Jimmy in the tartan tammy

Back to Ingerland. Obviously next time they should not have to scrape along with only 72 back-up staff in the FA’s entourage. This time they included a turf specialist, cook, psychiatrist, nutritionist, dieticians and video geeks, plus coaches, physios and blazers. I hope next time they won’t penny-pinch and will let each of the 23 players have his own hair stylist, financial adviser and brand manager. It’s only fair.

And of course give up all training or playing for five weeks before their first game, perhaps even have some major surgery, spend some time in a wheelchair, as did Luis Suárez.

And ignore all hot weather acclimatisation. In their second game, where they played even worse than in their first, they were in São Paulo, where it’s temperate, and still they could hardly work up a sweat or knock themselves out, like Algeria or Korea.

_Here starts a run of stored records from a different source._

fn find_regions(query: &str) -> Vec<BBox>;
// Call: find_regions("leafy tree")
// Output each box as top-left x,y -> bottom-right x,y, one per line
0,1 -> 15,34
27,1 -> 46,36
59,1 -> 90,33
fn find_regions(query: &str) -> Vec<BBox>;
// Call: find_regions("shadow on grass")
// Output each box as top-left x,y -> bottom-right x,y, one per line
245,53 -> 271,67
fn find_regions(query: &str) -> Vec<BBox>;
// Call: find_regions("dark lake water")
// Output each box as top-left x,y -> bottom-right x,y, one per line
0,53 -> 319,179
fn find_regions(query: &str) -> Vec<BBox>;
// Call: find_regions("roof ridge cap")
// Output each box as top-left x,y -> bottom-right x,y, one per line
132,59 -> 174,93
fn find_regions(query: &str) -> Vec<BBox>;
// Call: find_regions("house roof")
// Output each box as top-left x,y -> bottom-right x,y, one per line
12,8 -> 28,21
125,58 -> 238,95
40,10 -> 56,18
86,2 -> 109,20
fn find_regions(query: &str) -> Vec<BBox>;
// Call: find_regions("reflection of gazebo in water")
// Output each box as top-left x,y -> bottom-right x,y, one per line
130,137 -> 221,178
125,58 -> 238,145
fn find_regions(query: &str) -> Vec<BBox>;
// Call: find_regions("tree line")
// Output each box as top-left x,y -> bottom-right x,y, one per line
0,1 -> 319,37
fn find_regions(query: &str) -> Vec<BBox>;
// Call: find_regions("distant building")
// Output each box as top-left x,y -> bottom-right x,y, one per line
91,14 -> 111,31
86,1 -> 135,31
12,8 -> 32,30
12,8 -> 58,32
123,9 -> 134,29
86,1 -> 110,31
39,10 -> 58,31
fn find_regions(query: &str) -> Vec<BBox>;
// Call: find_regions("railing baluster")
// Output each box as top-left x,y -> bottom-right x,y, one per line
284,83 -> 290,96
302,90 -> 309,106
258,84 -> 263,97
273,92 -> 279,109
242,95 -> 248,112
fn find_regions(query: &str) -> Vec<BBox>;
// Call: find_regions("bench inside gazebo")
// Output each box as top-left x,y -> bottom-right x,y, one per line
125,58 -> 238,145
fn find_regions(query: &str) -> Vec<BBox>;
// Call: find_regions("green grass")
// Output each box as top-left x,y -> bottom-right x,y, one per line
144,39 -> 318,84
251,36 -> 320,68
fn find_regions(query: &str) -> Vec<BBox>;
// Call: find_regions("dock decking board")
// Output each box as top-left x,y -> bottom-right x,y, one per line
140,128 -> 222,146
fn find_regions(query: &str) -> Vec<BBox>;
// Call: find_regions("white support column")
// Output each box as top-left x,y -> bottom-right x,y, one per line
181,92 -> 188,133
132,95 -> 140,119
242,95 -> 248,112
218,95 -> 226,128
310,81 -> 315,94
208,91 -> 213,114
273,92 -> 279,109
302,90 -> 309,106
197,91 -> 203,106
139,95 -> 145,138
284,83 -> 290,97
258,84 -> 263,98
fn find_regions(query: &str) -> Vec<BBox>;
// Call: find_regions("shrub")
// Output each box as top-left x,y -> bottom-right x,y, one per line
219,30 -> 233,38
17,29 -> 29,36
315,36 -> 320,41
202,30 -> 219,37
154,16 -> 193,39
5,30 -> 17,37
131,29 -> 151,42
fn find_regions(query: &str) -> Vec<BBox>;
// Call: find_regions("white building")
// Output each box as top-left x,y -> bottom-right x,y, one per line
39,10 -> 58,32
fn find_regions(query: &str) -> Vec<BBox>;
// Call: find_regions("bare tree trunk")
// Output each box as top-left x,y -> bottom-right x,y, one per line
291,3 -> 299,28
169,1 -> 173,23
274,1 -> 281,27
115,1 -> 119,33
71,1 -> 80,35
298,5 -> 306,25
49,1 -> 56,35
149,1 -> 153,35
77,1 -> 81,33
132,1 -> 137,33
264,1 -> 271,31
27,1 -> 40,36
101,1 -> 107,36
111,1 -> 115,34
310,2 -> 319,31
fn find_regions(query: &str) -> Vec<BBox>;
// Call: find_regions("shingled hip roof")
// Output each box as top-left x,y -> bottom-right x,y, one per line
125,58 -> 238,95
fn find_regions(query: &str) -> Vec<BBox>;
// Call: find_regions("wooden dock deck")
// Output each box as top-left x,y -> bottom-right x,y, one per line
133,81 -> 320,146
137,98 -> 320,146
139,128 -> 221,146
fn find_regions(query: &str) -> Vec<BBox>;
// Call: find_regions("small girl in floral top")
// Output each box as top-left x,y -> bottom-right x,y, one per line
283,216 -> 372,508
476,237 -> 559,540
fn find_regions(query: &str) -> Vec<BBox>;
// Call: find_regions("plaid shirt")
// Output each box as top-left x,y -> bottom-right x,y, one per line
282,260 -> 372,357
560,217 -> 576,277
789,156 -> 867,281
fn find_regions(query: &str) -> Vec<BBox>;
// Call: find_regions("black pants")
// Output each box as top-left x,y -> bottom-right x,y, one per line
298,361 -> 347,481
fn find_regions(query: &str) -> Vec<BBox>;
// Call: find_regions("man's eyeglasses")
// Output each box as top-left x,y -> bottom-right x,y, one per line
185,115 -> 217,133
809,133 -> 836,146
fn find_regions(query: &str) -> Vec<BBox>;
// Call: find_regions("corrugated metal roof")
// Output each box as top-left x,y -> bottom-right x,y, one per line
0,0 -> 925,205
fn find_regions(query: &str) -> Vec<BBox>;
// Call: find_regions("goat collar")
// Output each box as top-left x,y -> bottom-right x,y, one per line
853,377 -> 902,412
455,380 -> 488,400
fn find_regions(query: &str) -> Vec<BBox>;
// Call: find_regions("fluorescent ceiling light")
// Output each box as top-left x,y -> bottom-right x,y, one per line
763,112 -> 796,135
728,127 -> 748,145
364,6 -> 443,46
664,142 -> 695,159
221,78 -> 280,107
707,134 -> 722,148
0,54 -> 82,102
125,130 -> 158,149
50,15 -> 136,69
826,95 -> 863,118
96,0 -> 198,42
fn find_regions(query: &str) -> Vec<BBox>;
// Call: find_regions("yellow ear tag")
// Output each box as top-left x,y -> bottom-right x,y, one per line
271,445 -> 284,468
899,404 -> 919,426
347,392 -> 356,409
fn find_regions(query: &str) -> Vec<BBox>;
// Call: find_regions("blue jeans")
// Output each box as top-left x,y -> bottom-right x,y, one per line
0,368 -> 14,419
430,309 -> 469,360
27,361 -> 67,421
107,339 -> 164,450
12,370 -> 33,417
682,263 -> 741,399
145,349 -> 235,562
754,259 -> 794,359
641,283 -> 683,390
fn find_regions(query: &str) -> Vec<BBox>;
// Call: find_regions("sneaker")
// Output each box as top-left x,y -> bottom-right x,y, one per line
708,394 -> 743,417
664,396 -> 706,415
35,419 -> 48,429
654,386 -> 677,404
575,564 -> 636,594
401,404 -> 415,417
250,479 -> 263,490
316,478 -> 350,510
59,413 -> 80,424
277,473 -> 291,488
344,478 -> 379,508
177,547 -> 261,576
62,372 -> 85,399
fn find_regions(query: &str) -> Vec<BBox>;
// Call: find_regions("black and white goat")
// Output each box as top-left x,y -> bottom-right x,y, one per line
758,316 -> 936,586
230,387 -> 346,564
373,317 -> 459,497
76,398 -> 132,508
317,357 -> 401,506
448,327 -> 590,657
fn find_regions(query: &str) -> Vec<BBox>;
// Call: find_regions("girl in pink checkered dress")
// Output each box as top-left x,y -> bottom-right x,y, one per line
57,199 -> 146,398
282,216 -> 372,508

Ah well, it’s given a lot of fun to a lot of fans around the world, seeing England fall flat on its smug face. No wonder that lone Scottish fan, in his tartan tammy and waving a saltire as England went down, was such a global hit on the internet. The whole world got the joke.

It also means that when Costa Rica play England in their final, pointless group game on Tuesday – the result of which yous will all know by now – they will be able to field their B team, amateur players from their Conference League, perhaps even their girlfriends and grannies. And probably still stuff us. If, of course, Our Lads manage a scoreless draw, I’ll be dancing in the fields.